As a quick reminder, here’s what I stated late last week regarding my hopes for yesterday’s “Unleashed” Apple keynote:
My ideal setup would be a 13-inch MacBook Pro that is capable of running two 27-inch displays. There’s an Intel-based 13-inch MacBook Pro capable of this right now, but I’m hesitant to double-down on an Intel-based Mac given the inevitable Apple M-chip future. I’d like a laptop so I could work from home in the evenings during tax season rather than beaming in via Screens from my home office M1 MacBook Air.
And then:
Assuming Gurman and all the Apple journalistic community is correct, we’re getting 14-inch and 16-inch high-powered MacBook Pros on Monday. There is no way these MacBook Pros debut without 32GB RAM options. I’d also be utterly stunned if they only supported a single external display.
I wouldn’t be surprised if I came away from next Monday’s keynote with pure excitement. I think the odds are high Apple debuts the computer I have hoped for since I converted my iMac to office use.
Hindsight is 20/20, of course — some sophisticated keyboard warrior is bound to say “Well duh Josh, it was so obvious they were going to debut a high-powered MacBook Pro.”
But then the years 2015-2017 happened and it feels as though we’re sort of accustomed to Apple falling short in the Mac delivery department. Here’s Matt Birchler in a tweet thread last night:
I feel like Apple has been absolutely on fire in recent years when it comes to hardware. 2015-17 seems like slow point with aging iPhone designs, a terrible MBP refresh, an awkward Apple Watch launch…
But 2018-2021 has been almost exclusively home runs on the hardware front.
2018 iPad Pro still slaps, the iPhones 11, 12, & 13 all winners, M1 revitalized the Mac as a category instantly, 2021 iPad Mini, AirPods (all of them), Apple Watches, they all absolutely kill.
The 2021 Apple TV is the only exception I can really think of, but it was still solid.
I’m still getting used to this Apple which overtly listens to its customer base. It's almost like they fixed every single mistake they made on the MacBook Pro from 2015 t0 2020.
Now that’s an anecdotal tangent. Here are the specs of the MacBook Pro I ordered yesterday afternoon:
- 14-inch M1 Pro MacBook Pro — Silver
- 10-core CPU, 14-core GPU, 16-core Neural Engine
- 32GB RAM
- 512GB SSD
There’s no world where my personal computing workflows and Sweet Setup contribution workflows would call for a MacBook of this magnitude. Instead, I’ve been on this experimental path to convert my entire Windows-based accounting workflow to a Mac. This is hardly the “professional user” Apple has in mind when they discuss the MacBook Pro’s potential, but I’ll kindly ask to be a part of this group.
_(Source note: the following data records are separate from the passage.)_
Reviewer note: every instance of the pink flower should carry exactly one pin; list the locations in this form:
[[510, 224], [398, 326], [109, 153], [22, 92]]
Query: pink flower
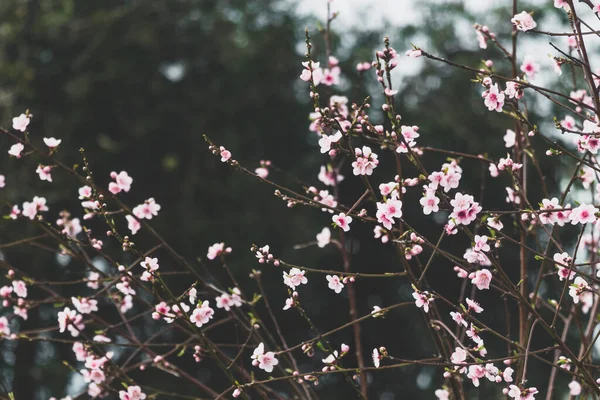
[[16, 149], [574, 388], [85, 305], [150, 264], [52, 142], [133, 224], [326, 141], [122, 182], [585, 213], [20, 289], [578, 289], [366, 161], [202, 314], [132, 393], [509, 138], [473, 306], [44, 171], [563, 272], [376, 358], [225, 154], [422, 300], [147, 210], [459, 356], [343, 221], [294, 278], [324, 238], [530, 67], [267, 361], [494, 98], [458, 318], [482, 279], [4, 327], [335, 283], [20, 123], [523, 21], [430, 202]]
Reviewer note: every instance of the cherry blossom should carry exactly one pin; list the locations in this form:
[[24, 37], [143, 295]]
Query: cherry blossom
[[422, 300], [459, 356], [225, 154], [494, 98], [44, 171], [85, 305], [132, 393], [343, 221], [509, 138], [482, 279], [329, 177], [147, 210], [530, 67], [564, 273], [585, 213], [366, 161], [202, 314], [326, 141], [324, 237], [335, 283], [294, 278], [523, 21], [4, 327], [20, 123], [16, 149]]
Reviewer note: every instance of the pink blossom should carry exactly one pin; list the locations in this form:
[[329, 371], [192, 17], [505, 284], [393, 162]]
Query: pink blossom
[[482, 279], [335, 283], [343, 221], [133, 224], [20, 123], [326, 141], [574, 388], [494, 98], [473, 306], [366, 161], [52, 142], [4, 327], [422, 300], [430, 202], [509, 138], [324, 237], [585, 213], [523, 21], [20, 289], [459, 356], [329, 176], [85, 305], [294, 278], [150, 264], [513, 90], [44, 171], [16, 149], [563, 272], [132, 393], [225, 154], [147, 210], [530, 67], [578, 288], [202, 314]]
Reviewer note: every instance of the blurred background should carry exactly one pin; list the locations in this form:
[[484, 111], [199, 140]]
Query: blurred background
[[137, 83]]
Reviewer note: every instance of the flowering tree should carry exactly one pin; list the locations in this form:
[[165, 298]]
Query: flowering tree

The Windows-only part of my job seems to be a hardware pig. Tax software eats RAM for breakfast, accounting program files and backups can take up ridiculous amounts of storage space, and bloated Microsoft Excel workbooks can require heavier lifting than some may think. I received a general ledger in the last few weeks that was 35,000 lines long, 400 columns wide, and formatted top to bottom. Searching for “Repairs & Maintenance” resulted in a 45-second process to find a single result. I typed "Repairs and Maintenance" the first time only to be met with an empty search result.
Guess what I never do in that general ledger anymore? Search for specific terms. It’s legitimately faster to ask the client where to look than to go down the path of searching in Microsoft Excel.
Which is to say, I want to be part of the “Needs a powerful MacBook Pro” group. Running two OSes side by side with archaic hardware-hungry software takes some power under-the-hood.
This MacBook Pro appears to deliver in spades. I’m excited to see how the one-MacBook-for-all-the-jobs idea works out in practice.